Our approach is secure because:
- All data is encrypted between your browser and your local instance. The local instance has generated and owns the certificate. Therefore, only the local instance will be able to decrypt the incoming traffic.
- Once a user is communicating with their Home Assistant instance, they will have to log in with their local credentials. These credentials are only stored locally and cannot be impersonated by anyone.
Weaknesses and man-in-the-middle attack
Before we talk about weaknesses, know that we will never abuse any weakness unless forced by a government entity. Our approach has one single weakness that is unavoidable: since we own the domain that hosts the remote connection, we are able to issue our own certificate and man-in-the-middle attack (MITM) remote connections.

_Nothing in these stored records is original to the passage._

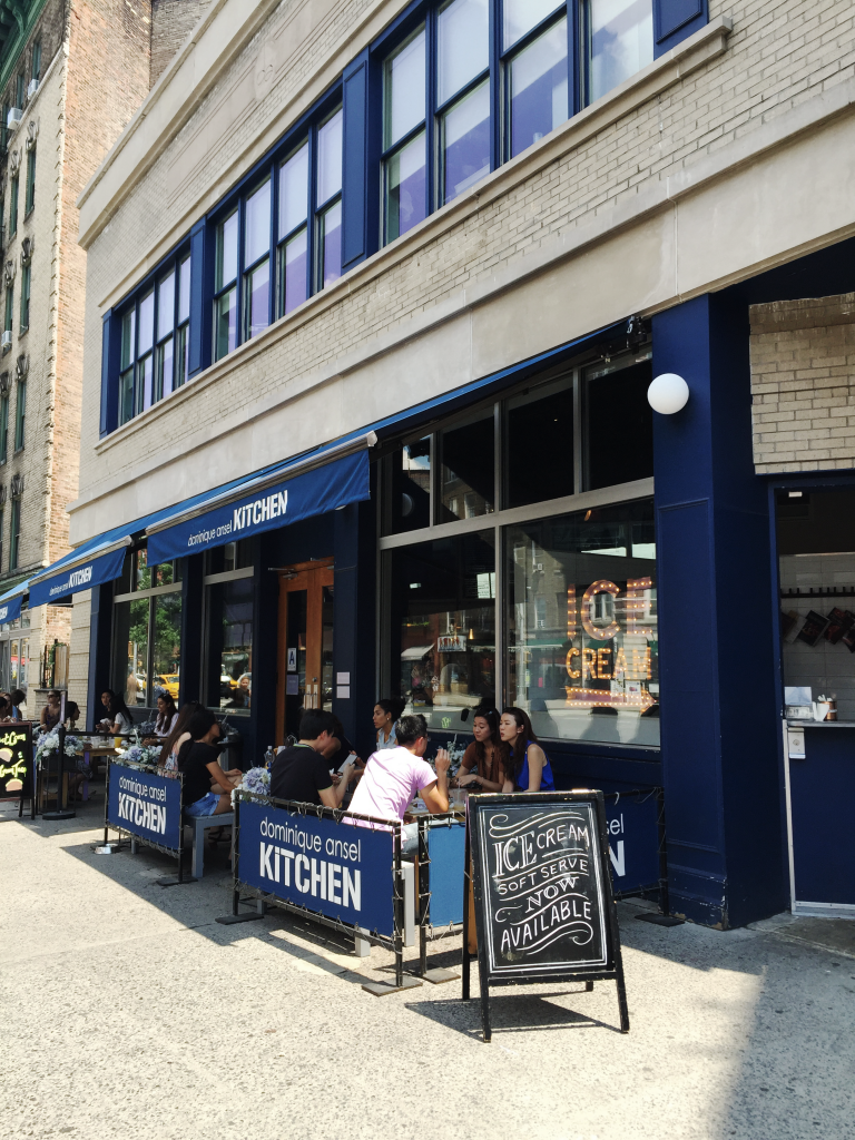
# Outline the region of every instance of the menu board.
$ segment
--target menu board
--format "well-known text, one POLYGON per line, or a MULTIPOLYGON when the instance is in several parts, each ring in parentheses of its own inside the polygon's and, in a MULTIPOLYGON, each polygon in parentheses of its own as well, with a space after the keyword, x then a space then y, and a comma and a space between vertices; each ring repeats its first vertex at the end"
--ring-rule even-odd
POLYGON ((32 796, 32 725, 0 725, 0 798, 32 796))
POLYGON ((490 975, 610 969, 594 804, 489 805, 477 815, 490 975))
MULTIPOLYGON (((618 984, 629 1031, 601 791, 482 795, 469 800, 481 1016, 489 986, 585 978, 618 984)), ((469 907, 464 910, 467 915, 469 907)), ((464 917, 464 947, 467 940, 464 917)), ((469 997, 469 954, 463 959, 469 997)))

This would allow us to see all data passing through, including authentication tokens.
It is not going to be possible to avoid MITM attacks. However, it is possible to spot them:
- You can validate that there is no MITM happening by making sure that the certificate fingerprints matches with the local instance certificate fingerprint. You can find the fingerprint by looking at the certificate info in the cloud configuration page inside Home Assistant.

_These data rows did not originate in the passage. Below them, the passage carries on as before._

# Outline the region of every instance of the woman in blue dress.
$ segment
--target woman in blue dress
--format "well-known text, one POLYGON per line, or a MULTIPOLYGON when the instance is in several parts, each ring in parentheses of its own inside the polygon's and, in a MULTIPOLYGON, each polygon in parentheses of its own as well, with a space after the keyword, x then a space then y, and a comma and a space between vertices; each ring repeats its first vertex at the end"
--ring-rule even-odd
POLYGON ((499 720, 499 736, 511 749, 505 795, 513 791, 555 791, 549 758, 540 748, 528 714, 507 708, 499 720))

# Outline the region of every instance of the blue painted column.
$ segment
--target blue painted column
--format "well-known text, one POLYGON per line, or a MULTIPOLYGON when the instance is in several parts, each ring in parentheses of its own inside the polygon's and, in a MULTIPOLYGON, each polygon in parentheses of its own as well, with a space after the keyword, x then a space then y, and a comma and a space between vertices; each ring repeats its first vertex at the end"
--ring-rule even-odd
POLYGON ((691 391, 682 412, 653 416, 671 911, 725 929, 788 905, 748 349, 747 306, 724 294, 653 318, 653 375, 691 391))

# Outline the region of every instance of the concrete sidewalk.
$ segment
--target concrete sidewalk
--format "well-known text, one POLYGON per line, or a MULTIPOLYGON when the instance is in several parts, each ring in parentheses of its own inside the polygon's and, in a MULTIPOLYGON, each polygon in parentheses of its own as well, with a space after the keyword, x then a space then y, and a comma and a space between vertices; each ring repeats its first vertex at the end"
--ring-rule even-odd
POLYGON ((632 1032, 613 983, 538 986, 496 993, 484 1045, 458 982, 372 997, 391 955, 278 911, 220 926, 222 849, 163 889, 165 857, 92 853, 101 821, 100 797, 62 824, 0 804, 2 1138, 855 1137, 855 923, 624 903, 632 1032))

- Let's Encrypt takes part of the experimental internet security standard Certificate Transparency (CT). The standard creates a system of public logs that will record all certificates issued, allowing local Home Assistant instances to spot if their certificate is being impersonated. We're exploring how to automatically audit this on the local instance.
Insecure versions
Home Assistant instances known to have security issues to connect to the Cloud are blocked from using the remote access feature. This helps in securing your Home Assistant instance.
Updating your Home Assistant instance to a secure version will allow it to be accessible via remote access once again.
If you cannot update to the latest version of Home Assistant right now and are certain that your instance is safe, you can disable this protection. You do this at your own risk! You can manage this on your Nabu Casa account page.
Please note that such a block only affects the remote access feature. All other Cloud features will keep functioning normally. Amazon Alexa, Google Assistant, TTS and Webhooks will continue to work during a security block.
If this protection has been manually disabled and the Home Assistant Team has identified a new insecure version, it will automatically re-enable the protection by itself. This ensures you are protected if new security issues are found in the future, as quickly as possible.
Currently blocked versions of Home Assistant:
- Home Assistant Core 2021.1.4 and older. More information.